I have two vectors of correlations: one which represents real correlations, and the other permuted correlations (the null distribution). I want to find the correlation value that corresponds to a FDR of 0.05.
Updated approach:
cor_real=rnorm(1000,0,sd=0.2)
cor_null=rnorm(1000,0,sd=0.15)
d_real=density(cor_real,from=max(min(cor_real),min(cor_null)),to=min(max(cor_real),max(cor_null)))
d_null=density(cor_null,from=max(min(cor_real),min(cor_null)),to=min(max(cor_real),max(cor_null)))
# here we ensure that the x values are comparable between the two densities
plot(d_real)
lines(d_null)
Then, to find the correlation value that corresponds to FDR = 0.05, my guess would be:
ratios=d_null$y/d_real$y
d_real$x[which(round(ratios,2)==.05)]
[1] 0.5694628 0.5716372 0.5868581 0.5890325 0.5912069
# this the the correlation value(s) that corresponds to a 5% chance of a false positive
Is this the right approach?
E.g.:
cor_real=rnorm(100,0.25,sd=0.1)
cor_null=rnorm(100,0.2,sd=0.1)
h_real=hist(cor_real,plot=F)
h_null=hist(cor_null,plot=F)
plot(h_null,col=rgb(1,0,0,.5),xlim=c(0,1),ylim=c(0,max(h_real$counts))) # in red
plot(h_real,col=rgb(0,.5,.5,0.25),add=T) # in blue
I think this is when the ratio of the frequencies of the two histograms = 0.05 (null:real), but I'm not 100% sure about that.
How might I find the correlation value that corresponds to FDR = 0.05, having "access" to both the null and real distributions?
Density is not quite correct because 1. you did not set n
and from, to
to be the same, 2. it calculates the number of false positive / number of false negative at only 1 bin.

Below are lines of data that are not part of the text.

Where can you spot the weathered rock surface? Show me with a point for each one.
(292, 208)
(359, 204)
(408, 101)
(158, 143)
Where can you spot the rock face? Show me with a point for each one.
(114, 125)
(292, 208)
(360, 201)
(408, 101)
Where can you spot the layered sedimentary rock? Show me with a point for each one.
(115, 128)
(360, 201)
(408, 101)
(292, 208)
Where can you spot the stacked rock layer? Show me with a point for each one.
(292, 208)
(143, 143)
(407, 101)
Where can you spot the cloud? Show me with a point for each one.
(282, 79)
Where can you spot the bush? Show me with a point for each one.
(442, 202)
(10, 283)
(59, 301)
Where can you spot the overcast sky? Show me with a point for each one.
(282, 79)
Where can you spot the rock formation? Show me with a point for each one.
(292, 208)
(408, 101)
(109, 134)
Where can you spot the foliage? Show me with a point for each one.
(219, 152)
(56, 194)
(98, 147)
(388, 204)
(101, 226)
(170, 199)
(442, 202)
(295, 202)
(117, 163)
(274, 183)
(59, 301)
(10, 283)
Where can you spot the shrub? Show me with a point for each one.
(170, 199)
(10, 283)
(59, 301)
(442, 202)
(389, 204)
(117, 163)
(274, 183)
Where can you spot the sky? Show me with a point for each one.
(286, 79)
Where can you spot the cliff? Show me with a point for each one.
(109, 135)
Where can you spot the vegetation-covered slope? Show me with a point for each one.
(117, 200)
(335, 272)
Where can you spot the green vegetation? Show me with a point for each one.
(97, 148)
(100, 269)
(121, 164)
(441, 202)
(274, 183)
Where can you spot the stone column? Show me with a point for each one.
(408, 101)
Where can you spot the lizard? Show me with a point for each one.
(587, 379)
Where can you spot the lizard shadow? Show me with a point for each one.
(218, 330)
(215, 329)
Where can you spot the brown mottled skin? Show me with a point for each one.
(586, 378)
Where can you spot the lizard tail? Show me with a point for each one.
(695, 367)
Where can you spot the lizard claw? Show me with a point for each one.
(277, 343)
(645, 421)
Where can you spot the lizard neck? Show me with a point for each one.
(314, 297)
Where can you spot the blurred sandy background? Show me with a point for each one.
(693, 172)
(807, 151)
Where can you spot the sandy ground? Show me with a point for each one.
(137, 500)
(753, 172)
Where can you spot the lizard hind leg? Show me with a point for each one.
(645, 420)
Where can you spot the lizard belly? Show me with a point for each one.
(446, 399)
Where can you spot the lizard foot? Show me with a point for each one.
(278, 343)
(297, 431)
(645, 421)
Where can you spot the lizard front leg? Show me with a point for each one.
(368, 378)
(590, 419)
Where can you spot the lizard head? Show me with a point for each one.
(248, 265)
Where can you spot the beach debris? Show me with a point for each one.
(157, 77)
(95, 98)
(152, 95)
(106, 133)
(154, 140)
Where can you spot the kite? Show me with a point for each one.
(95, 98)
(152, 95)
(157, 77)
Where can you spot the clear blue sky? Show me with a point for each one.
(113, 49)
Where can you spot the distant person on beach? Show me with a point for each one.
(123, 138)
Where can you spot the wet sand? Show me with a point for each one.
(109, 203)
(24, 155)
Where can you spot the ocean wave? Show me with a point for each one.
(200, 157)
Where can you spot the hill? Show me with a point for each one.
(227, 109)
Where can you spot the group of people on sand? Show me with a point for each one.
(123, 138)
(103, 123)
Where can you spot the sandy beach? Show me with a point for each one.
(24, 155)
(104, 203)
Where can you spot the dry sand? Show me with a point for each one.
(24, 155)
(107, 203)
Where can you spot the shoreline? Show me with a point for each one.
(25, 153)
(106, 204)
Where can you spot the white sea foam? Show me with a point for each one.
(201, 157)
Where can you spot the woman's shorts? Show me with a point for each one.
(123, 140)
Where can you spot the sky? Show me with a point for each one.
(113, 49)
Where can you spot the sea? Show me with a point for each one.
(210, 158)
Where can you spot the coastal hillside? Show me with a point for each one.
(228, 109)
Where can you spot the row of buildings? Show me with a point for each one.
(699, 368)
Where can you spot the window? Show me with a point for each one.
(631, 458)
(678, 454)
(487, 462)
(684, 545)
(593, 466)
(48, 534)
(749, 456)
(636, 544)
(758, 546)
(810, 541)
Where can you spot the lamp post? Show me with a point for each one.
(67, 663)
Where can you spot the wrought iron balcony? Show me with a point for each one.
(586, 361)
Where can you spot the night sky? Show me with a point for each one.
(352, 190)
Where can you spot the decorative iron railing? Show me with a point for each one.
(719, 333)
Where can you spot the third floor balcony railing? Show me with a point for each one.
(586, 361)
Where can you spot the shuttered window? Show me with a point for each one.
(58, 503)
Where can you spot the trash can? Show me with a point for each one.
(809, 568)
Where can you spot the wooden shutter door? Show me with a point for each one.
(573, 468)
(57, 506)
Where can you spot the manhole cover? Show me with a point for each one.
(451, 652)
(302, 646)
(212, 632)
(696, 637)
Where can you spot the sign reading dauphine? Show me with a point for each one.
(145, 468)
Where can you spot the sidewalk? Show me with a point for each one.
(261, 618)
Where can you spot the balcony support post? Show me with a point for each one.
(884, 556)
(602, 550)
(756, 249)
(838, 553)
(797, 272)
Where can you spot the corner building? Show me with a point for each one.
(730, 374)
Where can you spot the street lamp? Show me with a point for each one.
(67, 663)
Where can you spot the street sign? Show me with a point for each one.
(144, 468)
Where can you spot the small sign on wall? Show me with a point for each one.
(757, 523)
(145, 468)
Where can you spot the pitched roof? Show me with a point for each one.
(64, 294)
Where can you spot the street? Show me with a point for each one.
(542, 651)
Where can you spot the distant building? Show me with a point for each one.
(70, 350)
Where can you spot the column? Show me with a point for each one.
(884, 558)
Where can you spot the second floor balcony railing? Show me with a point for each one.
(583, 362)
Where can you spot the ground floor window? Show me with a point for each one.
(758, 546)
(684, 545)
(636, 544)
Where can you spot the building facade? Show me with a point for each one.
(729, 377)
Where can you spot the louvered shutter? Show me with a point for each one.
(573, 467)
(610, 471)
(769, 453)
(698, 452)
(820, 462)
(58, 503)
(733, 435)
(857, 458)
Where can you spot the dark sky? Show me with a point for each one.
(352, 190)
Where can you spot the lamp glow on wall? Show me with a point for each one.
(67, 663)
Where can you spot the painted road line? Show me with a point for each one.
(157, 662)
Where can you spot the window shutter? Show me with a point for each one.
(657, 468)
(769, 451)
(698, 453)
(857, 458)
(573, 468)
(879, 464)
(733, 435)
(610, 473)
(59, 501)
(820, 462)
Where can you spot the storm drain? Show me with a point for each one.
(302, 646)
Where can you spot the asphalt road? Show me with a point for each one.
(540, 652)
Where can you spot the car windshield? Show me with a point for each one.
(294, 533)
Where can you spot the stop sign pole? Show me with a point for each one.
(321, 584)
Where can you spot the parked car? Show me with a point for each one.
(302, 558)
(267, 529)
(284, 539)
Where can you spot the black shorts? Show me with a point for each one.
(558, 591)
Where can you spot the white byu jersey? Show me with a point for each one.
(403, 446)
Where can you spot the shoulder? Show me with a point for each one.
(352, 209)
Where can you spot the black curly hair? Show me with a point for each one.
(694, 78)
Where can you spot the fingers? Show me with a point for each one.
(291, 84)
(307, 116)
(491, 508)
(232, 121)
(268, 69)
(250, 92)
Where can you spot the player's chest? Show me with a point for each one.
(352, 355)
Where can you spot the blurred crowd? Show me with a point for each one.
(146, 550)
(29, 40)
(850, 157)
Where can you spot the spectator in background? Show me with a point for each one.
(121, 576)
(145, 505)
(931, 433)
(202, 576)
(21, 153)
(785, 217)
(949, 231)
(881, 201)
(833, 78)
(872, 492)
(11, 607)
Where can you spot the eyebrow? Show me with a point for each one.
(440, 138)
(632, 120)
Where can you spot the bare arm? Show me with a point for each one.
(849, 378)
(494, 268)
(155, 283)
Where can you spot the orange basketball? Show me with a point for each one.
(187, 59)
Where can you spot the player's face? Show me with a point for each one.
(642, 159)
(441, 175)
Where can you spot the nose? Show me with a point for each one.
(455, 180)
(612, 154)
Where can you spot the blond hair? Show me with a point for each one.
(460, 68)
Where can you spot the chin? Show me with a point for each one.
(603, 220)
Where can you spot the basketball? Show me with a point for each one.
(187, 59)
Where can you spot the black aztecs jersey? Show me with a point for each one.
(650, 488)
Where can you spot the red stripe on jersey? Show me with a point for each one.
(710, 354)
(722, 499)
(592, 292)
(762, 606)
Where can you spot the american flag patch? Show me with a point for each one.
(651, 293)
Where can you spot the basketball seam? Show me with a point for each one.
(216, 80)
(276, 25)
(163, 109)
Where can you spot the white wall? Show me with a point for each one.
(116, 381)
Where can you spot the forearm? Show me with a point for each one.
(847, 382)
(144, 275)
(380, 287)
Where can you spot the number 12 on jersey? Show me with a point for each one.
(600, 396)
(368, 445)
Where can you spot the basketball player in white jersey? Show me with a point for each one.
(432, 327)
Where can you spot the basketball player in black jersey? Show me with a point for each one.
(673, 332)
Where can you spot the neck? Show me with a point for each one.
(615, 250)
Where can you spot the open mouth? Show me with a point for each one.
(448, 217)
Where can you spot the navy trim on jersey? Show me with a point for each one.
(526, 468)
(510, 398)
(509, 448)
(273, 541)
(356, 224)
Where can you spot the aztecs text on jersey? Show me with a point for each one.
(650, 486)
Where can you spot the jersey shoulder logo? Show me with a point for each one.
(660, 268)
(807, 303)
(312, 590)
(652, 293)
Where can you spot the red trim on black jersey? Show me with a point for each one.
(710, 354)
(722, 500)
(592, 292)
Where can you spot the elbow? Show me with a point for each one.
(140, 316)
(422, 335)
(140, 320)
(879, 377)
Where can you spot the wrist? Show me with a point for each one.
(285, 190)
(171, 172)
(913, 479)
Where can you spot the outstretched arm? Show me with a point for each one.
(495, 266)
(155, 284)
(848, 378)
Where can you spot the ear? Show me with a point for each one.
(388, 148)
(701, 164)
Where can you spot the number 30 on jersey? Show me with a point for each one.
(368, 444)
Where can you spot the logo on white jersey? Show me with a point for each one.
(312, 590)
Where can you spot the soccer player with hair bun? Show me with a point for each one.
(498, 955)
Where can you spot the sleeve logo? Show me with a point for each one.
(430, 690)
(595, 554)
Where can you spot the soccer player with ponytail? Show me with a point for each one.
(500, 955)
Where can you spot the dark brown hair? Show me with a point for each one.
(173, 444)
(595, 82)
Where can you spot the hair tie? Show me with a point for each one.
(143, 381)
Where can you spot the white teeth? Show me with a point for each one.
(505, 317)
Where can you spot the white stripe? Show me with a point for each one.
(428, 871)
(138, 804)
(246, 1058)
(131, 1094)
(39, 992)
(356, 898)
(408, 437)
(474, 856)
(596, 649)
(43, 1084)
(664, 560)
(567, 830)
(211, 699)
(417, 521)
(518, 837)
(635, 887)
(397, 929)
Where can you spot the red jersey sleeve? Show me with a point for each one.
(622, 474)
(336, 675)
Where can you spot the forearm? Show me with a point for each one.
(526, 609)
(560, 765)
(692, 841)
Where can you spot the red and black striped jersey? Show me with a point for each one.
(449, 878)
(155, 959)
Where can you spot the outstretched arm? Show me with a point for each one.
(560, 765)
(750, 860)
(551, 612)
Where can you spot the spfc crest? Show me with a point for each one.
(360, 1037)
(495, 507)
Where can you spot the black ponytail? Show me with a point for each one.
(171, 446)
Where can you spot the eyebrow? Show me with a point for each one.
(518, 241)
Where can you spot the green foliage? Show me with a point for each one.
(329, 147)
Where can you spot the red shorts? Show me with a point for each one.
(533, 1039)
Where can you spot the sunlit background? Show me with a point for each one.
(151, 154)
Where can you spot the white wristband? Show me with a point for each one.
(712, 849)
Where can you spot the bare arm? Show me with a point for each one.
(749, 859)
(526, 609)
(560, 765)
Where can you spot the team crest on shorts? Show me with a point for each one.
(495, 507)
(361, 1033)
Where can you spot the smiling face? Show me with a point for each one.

False discovery rate is defined as FP / (FP + TP). See this post too. We can calculate this once we put the two correlations in the same vector, label and order them:
set.seed(321)
cor_real=rnorm(1000,0,sd=0.2)
cor_null=rnorm(1000,0,sd=0.15)
df = data.frame(rho = c(cor_real,cor_null),
type = rep(c(TRUE,FALSE),each=1000))
df$rho = abs(df$rho)
df = df[order(df$rho,decreasing=TRUE),]
df$FP = cumsum(df$type == FALSE)
df$TP = cumsum(df$type == TRUE)
df$FDR = df$FP / (df$FP + df$TP)
If you look at the results,
head(df,25)
rho type FP TP FDR
366 0.5822139 TRUE 0 1 0.00000000
247 0.5632078 TRUE 0 2 0.00000000
298 0.5594879 TRUE 0 3 0.00000000
147 0.5460875 TRUE 0 4 0.00000000
781 0.5373146 TRUE 0 5 0.00000000
760 0.5367116 TRUE 0 6 0.00000000
797 0.5216281 TRUE 0 7 0.00000000
569 0.5204598 TRUE 0 8 0.00000000
374 0.5200687 TRUE 0 9 0.00000000
744 0.5101275 TRUE 0 10 0.00000000
864 0.5058457 TRUE 0 11 0.00000000
227 0.4997959 TRUE 0 12 0.00000000
66 0.4993164 TRUE 0 13 0.00000000
14 0.4886520 TRUE 0 14 0.00000000
830 0.4840573 TRUE 0 15 0.00000000
261 0.4765394 TRUE 0 16 0.00000000
1163 0.4703764 FALSE 1 16 0.05882353
27 0.4661862 TRUE 1 17 0.05555556
965 0.4633883 TRUE 1 18 0.05263158
530 0.4608271 TRUE 1 19 0.05000000
96 0.4575683 TRUE 1 20 0.04761905
851 0.4563224 TRUE 1 21 0.04545455
922 0.4516161 TRUE 1 22 0.04347826
343 0.4511517 TRUE 1 23 0.04166667
At abs(rho) >= 0.4511517, you have 1 FP and 23 TP, giving you an FDR of 0.0416.. which is below the FDR of 0.05. So you can set your absolute cutoff here.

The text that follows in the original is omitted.